I was weary and spent, so my progress was not so fast as I
wished; but at last I came into regions which I knew. There was
the swamp of the pterodactyls upon my left; there in front of me
was the glade of the iguanodons. Now I was in the last belt of
trees which separated me from Fort Challenger. I raised my voice
in a cheery shout to allay their fears. No answering greeting
came back to me. My heart sank at that ominous stillness.
I quickened my pace into a run. The zareba rose before me, even
as I had left it, but the gate was open. I rushed in. In the cold,
morning light it was a fearful sight which met my eyes. Our effects
were scattered in wild confusion over the ground; my comrades had
disappeared, and close to the smouldering ashes of our fire the
grass was stained crimson with a hideous pool of blood.
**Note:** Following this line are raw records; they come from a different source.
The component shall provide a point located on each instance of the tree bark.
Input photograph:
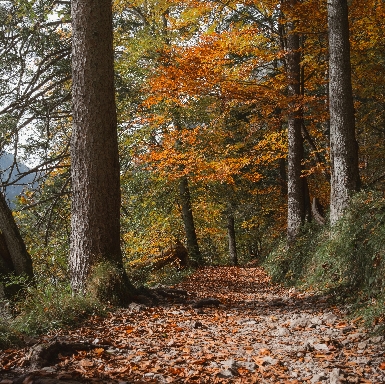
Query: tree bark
(188, 221)
(343, 145)
(232, 240)
(95, 223)
(295, 190)
(14, 257)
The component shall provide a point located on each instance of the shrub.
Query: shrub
(348, 259)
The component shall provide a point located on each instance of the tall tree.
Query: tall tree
(95, 223)
(296, 196)
(343, 144)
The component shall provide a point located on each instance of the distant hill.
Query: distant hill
(6, 162)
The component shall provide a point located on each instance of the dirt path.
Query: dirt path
(260, 333)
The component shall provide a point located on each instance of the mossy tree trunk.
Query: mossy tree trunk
(95, 223)
(296, 196)
(343, 145)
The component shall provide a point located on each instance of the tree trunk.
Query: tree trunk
(188, 221)
(95, 223)
(343, 144)
(14, 257)
(232, 240)
(296, 197)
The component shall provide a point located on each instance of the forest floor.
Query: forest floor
(253, 332)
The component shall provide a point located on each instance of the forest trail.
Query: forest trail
(259, 333)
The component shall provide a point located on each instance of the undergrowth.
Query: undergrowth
(347, 260)
(44, 308)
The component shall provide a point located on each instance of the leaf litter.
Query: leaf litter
(234, 326)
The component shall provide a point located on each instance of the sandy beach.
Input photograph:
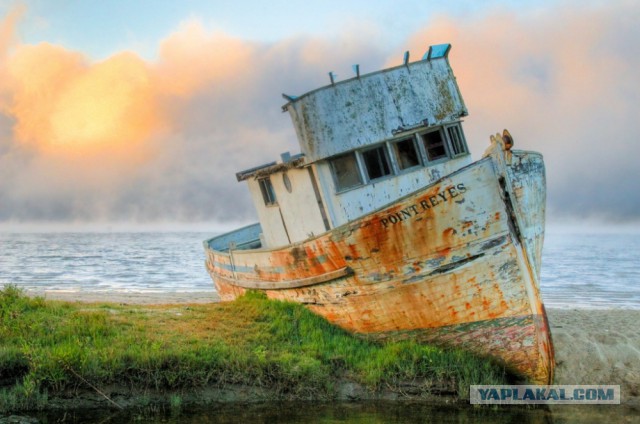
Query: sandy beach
(592, 346)
(598, 346)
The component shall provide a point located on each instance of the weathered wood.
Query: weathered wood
(444, 264)
(446, 251)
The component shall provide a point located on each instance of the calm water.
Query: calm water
(579, 270)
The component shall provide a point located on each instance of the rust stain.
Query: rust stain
(395, 287)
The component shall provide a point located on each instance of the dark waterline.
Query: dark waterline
(307, 412)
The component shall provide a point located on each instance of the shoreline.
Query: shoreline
(592, 346)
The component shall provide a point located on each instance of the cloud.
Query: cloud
(127, 139)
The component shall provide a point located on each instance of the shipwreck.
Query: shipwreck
(385, 226)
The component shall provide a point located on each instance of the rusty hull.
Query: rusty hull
(456, 263)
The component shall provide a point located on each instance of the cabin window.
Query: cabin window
(268, 194)
(434, 145)
(406, 153)
(346, 171)
(377, 162)
(457, 140)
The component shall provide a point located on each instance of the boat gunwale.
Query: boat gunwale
(355, 222)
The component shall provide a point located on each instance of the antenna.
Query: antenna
(356, 69)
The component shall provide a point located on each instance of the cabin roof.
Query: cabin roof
(438, 51)
(288, 162)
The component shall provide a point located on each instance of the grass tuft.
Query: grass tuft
(48, 347)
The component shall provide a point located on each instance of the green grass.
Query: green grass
(48, 347)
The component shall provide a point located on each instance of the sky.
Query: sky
(142, 112)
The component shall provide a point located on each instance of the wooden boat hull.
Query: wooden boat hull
(456, 263)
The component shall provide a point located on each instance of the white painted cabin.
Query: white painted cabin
(365, 142)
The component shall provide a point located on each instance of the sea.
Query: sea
(580, 268)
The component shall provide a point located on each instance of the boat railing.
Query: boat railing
(241, 239)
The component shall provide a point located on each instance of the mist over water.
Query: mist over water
(595, 270)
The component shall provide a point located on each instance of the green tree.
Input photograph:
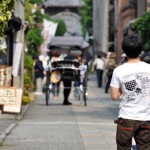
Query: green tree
(34, 39)
(86, 16)
(142, 27)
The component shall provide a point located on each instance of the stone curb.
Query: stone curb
(12, 125)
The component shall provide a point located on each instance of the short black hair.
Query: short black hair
(132, 45)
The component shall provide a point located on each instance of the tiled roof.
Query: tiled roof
(64, 3)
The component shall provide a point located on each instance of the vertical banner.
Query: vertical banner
(48, 32)
(14, 108)
(16, 58)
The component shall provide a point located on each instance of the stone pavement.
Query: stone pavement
(59, 127)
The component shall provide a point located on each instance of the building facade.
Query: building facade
(68, 11)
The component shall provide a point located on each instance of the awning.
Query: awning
(68, 42)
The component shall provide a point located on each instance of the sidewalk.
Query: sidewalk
(9, 121)
(73, 127)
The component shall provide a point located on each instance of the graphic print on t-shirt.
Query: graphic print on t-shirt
(138, 83)
(130, 85)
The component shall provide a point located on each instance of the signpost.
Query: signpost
(11, 99)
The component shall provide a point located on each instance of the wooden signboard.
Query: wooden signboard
(15, 108)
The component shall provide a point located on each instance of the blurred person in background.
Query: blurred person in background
(39, 74)
(98, 64)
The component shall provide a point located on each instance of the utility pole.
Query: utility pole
(18, 80)
(116, 27)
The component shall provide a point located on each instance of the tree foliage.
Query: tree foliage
(142, 27)
(86, 16)
(5, 15)
(35, 1)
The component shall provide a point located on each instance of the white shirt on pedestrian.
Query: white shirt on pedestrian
(134, 81)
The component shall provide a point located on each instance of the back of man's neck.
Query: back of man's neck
(133, 60)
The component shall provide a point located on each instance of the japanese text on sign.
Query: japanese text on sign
(8, 95)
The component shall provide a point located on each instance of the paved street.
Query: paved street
(59, 127)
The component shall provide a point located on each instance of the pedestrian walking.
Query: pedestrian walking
(67, 83)
(56, 57)
(98, 64)
(110, 66)
(39, 74)
(131, 83)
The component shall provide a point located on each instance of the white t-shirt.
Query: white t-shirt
(99, 63)
(134, 81)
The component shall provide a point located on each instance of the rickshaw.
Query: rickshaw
(66, 69)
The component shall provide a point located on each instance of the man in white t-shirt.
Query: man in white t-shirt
(131, 83)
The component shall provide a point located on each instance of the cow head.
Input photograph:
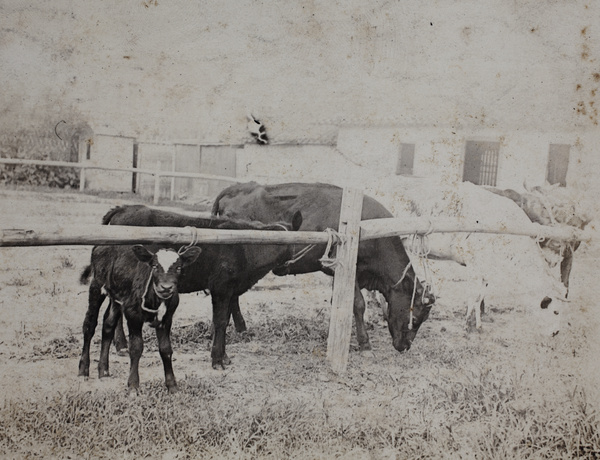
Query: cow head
(547, 316)
(402, 322)
(166, 266)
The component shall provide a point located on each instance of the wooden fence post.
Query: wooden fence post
(340, 324)
(82, 179)
(157, 183)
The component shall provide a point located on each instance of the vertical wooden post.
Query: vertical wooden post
(157, 183)
(340, 324)
(173, 159)
(82, 179)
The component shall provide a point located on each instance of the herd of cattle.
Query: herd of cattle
(143, 283)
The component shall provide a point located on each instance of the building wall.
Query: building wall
(110, 152)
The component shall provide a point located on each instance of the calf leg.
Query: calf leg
(136, 348)
(477, 305)
(111, 317)
(95, 300)
(221, 315)
(120, 341)
(163, 335)
(359, 313)
(565, 266)
(238, 319)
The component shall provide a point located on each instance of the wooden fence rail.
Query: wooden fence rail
(83, 166)
(370, 229)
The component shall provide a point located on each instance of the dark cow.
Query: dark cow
(382, 265)
(542, 209)
(257, 130)
(143, 286)
(226, 270)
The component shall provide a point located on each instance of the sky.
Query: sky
(193, 70)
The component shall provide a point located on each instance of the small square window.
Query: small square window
(406, 159)
(558, 164)
(481, 162)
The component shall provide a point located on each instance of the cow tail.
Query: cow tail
(215, 209)
(110, 214)
(85, 275)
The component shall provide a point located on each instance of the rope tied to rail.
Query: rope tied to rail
(333, 237)
(194, 232)
(418, 246)
(297, 256)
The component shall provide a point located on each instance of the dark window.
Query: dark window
(481, 162)
(406, 159)
(558, 164)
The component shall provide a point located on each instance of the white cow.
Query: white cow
(508, 269)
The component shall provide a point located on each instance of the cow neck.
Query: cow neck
(162, 308)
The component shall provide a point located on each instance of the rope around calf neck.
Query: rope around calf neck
(332, 262)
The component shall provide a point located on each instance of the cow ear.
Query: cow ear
(190, 255)
(142, 253)
(296, 220)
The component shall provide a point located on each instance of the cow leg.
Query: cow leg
(111, 317)
(477, 305)
(163, 335)
(238, 319)
(221, 314)
(359, 319)
(120, 340)
(565, 266)
(95, 300)
(136, 347)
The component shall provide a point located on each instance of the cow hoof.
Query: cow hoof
(368, 354)
(172, 390)
(364, 346)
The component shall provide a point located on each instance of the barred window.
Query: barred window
(481, 162)
(558, 164)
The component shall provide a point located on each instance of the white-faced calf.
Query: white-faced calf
(143, 286)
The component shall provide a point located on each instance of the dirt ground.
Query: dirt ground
(42, 307)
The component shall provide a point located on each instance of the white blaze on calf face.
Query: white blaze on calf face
(166, 259)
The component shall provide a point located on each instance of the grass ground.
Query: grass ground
(502, 393)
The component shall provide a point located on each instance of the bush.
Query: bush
(50, 176)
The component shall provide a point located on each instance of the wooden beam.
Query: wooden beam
(378, 228)
(114, 234)
(340, 324)
(88, 235)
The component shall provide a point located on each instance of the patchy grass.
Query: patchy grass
(479, 418)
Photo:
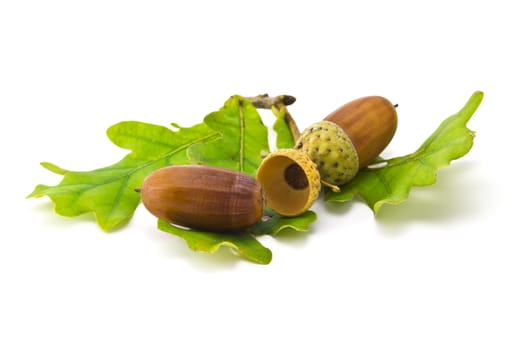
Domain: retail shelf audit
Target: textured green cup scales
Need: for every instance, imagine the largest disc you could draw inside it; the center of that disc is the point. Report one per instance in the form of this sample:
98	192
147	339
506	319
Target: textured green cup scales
328	146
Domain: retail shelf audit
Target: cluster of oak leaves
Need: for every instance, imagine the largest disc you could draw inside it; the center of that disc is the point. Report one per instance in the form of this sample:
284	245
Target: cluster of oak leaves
109	192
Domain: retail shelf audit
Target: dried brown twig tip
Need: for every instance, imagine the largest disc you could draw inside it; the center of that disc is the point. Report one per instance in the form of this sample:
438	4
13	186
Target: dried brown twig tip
266	102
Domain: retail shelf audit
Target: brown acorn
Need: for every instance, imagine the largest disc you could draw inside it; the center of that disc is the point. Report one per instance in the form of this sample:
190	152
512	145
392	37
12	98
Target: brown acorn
370	123
203	197
347	140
I was so stunned by this sudden shock that for a time I must
have nearly lost my reason. I have a vague recollection, as
one remembers a bad dream, of rushing about through the woods
all round the empty camp, calling wildly for my companions.
No answer came back from the silent shadows. The horrible
thought that I might never see them again, that I might find
myself abandoned all alone in that dreadful place, with no
possible way of descending into the world below, that I might
live and die in that nightmare country, drove me to desperation.
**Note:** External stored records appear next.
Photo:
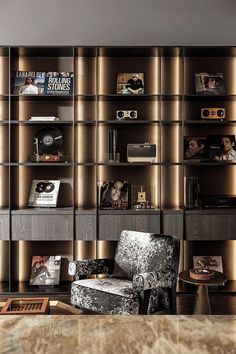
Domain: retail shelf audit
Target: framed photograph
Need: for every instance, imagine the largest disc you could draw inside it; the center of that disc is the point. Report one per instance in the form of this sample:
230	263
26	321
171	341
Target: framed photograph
44	193
114	195
222	147
45	270
130	83
196	147
208	262
211	84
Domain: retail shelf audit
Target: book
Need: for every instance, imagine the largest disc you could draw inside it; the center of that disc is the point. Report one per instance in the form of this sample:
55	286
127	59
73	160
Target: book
29	83
210	84
43	83
45	270
44	193
58	83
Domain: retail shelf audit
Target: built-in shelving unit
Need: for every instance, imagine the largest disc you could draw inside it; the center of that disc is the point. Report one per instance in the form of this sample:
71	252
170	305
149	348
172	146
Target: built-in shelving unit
167	111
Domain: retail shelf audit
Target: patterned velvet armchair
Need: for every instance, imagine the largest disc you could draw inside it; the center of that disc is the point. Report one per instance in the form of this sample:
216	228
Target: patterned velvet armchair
141	279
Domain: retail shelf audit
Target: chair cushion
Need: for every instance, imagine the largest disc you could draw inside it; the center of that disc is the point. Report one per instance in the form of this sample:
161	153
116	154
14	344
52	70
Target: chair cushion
107	296
141	252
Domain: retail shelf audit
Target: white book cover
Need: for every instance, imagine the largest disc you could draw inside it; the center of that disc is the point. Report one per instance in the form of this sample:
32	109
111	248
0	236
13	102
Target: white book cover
44	193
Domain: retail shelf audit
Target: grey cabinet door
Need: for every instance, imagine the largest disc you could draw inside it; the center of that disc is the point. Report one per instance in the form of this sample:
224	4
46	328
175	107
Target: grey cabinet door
110	226
42	227
85	227
173	225
210	227
4	227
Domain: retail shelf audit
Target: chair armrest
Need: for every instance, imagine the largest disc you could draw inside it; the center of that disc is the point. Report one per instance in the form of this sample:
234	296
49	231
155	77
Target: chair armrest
153	280
91	266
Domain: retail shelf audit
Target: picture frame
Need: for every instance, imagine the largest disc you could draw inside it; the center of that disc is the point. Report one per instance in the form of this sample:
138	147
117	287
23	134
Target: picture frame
210	83
212	262
196	147
130	83
114	194
222	147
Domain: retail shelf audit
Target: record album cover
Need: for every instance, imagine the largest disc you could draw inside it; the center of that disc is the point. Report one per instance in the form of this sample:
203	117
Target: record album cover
44	193
59	83
45	270
29	83
210	84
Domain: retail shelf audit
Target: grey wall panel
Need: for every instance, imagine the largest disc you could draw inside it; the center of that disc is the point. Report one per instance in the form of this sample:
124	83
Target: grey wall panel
112	22
4	227
42	227
110	226
85	227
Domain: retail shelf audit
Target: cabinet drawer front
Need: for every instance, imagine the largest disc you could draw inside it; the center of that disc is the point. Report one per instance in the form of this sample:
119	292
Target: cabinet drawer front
42	227
85	227
4	227
173	225
207	227
110	226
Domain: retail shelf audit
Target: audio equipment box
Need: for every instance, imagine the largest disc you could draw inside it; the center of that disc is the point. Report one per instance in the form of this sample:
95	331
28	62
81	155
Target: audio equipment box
218	201
141	152
213	113
126	115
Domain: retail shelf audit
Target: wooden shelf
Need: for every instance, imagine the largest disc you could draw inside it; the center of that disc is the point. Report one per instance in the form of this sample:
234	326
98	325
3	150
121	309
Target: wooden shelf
25	288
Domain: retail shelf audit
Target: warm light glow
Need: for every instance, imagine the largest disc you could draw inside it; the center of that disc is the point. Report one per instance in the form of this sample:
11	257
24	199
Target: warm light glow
84	250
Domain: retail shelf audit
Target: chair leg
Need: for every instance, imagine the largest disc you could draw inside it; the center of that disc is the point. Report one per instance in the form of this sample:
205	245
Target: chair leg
144	302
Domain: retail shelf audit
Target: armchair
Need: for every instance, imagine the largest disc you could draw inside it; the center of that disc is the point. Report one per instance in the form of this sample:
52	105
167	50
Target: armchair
141	279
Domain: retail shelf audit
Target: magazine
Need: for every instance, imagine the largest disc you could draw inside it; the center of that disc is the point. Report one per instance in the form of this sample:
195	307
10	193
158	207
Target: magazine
44	193
130	83
114	195
45	270
43	83
210	84
29	83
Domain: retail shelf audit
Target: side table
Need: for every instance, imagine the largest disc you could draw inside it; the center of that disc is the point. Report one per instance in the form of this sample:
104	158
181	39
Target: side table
202	304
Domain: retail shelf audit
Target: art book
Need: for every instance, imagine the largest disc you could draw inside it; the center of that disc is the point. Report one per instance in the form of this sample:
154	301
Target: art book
59	83
29	83
44	193
45	270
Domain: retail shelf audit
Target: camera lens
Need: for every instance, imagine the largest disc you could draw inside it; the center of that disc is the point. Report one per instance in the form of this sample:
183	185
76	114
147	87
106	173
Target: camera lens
205	112
120	114
133	114
220	113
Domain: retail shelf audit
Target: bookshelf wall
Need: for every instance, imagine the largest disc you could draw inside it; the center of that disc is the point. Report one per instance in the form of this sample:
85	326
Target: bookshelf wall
167	111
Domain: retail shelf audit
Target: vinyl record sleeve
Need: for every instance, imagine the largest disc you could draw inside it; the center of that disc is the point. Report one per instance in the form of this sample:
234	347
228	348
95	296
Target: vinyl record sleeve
44	193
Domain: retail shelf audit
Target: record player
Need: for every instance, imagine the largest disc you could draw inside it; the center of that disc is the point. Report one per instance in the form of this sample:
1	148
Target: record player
48	142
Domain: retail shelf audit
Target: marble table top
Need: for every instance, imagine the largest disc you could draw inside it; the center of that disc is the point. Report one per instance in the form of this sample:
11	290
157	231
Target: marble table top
117	334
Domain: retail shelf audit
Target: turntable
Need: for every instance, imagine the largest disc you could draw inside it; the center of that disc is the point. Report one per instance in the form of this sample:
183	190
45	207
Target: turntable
48	142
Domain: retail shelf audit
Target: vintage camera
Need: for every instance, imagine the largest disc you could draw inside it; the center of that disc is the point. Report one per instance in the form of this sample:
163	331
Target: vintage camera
126	115
213	113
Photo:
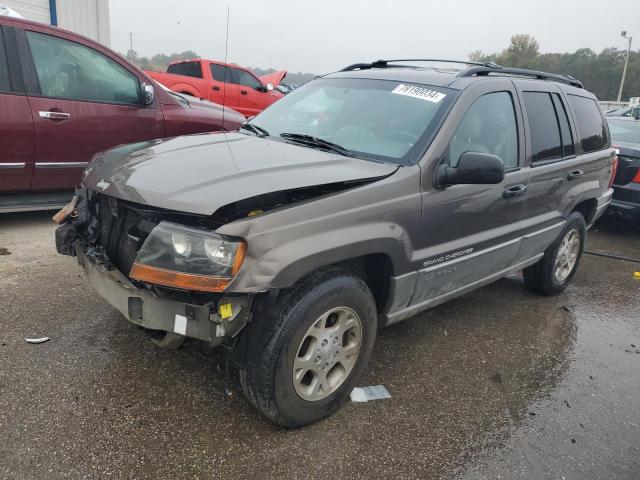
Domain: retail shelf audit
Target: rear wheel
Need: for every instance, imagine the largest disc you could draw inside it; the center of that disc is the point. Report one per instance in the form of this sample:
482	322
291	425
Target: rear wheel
554	271
318	346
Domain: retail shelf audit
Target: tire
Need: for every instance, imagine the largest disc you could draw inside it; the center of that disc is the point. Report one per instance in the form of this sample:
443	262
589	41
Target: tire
272	379
542	277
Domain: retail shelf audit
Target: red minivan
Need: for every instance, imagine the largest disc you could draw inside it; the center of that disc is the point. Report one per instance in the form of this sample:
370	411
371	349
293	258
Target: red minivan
64	97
I could have torn my hair and beaten my head in my despair.
Only now did I realize how I had learned to lean upon my
companions, upon the serene self-confidence of Challenger,
and upon the masterful, humorous coolness of Lord John Roxton.
Without them I was like a child in the dark, helpless and powerless.
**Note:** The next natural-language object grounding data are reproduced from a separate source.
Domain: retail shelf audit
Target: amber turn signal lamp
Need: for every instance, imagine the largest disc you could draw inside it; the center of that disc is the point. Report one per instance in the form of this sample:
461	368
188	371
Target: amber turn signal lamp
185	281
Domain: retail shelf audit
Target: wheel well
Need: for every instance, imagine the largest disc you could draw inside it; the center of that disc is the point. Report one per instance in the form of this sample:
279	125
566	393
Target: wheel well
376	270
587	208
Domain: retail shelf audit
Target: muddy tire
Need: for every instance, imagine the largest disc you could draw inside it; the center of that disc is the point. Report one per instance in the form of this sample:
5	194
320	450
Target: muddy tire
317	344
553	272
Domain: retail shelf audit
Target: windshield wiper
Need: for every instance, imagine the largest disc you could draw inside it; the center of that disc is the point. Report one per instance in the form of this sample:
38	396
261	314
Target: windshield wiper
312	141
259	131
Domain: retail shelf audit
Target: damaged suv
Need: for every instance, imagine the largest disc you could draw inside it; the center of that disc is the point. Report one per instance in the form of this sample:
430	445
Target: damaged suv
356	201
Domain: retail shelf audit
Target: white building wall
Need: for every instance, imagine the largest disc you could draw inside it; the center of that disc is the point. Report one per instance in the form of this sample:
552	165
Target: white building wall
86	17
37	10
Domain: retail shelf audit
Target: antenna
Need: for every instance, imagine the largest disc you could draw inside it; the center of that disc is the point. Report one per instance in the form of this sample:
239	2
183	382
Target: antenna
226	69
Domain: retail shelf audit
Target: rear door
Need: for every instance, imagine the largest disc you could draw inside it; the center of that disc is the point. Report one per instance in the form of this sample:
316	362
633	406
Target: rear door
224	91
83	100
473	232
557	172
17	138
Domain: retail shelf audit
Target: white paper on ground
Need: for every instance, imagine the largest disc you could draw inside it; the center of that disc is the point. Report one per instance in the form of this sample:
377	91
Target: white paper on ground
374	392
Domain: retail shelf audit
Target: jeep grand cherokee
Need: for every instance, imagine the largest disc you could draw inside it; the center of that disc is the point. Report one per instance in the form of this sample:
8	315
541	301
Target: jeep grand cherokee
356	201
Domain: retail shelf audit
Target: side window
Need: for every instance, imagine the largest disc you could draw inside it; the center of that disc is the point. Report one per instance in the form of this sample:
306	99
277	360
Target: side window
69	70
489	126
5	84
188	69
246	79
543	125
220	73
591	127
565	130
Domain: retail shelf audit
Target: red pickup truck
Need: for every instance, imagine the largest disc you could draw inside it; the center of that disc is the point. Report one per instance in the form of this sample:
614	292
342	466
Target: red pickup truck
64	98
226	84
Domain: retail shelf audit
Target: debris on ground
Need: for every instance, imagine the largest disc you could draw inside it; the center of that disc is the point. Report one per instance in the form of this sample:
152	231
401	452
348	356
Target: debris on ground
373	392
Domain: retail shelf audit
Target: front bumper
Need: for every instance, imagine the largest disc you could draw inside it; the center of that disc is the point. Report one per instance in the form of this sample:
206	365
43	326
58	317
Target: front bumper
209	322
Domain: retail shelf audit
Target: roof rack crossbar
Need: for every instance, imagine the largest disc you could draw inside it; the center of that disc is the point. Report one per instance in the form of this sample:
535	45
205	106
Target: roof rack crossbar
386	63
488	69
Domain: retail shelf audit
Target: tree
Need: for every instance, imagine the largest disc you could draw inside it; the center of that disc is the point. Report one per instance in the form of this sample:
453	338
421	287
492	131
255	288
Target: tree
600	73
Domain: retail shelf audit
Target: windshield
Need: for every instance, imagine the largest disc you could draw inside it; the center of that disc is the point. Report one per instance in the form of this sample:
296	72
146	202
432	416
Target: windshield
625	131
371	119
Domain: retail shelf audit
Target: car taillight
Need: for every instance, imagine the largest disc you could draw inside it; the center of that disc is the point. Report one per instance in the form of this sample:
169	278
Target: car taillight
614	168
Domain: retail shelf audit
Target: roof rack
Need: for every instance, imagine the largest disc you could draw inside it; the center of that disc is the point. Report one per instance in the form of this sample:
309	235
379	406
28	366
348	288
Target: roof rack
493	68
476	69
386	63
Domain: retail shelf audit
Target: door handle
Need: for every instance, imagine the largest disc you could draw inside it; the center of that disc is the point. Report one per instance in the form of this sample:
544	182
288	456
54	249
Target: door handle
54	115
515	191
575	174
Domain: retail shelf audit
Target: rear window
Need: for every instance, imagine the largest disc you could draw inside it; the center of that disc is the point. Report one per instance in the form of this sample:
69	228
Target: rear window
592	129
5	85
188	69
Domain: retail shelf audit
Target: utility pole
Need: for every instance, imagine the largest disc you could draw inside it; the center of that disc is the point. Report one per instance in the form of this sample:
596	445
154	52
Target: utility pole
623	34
I did not know which way to turn or what I should do first.
After a period, during which I sat in bewilderment, I set myself
to try and discover what sudden misfortune could have befallen
my companions. The whole disordered appearance of the camp
showed that there had been some sort of attack, and the rifle-
shot no doubt marked the time when it had occurred. That there
should have been only one shot showed that it had been all over
in an instant. The rifles still lay upon the ground, and one
of them--Lord John's--had the empty cartridge in the breech.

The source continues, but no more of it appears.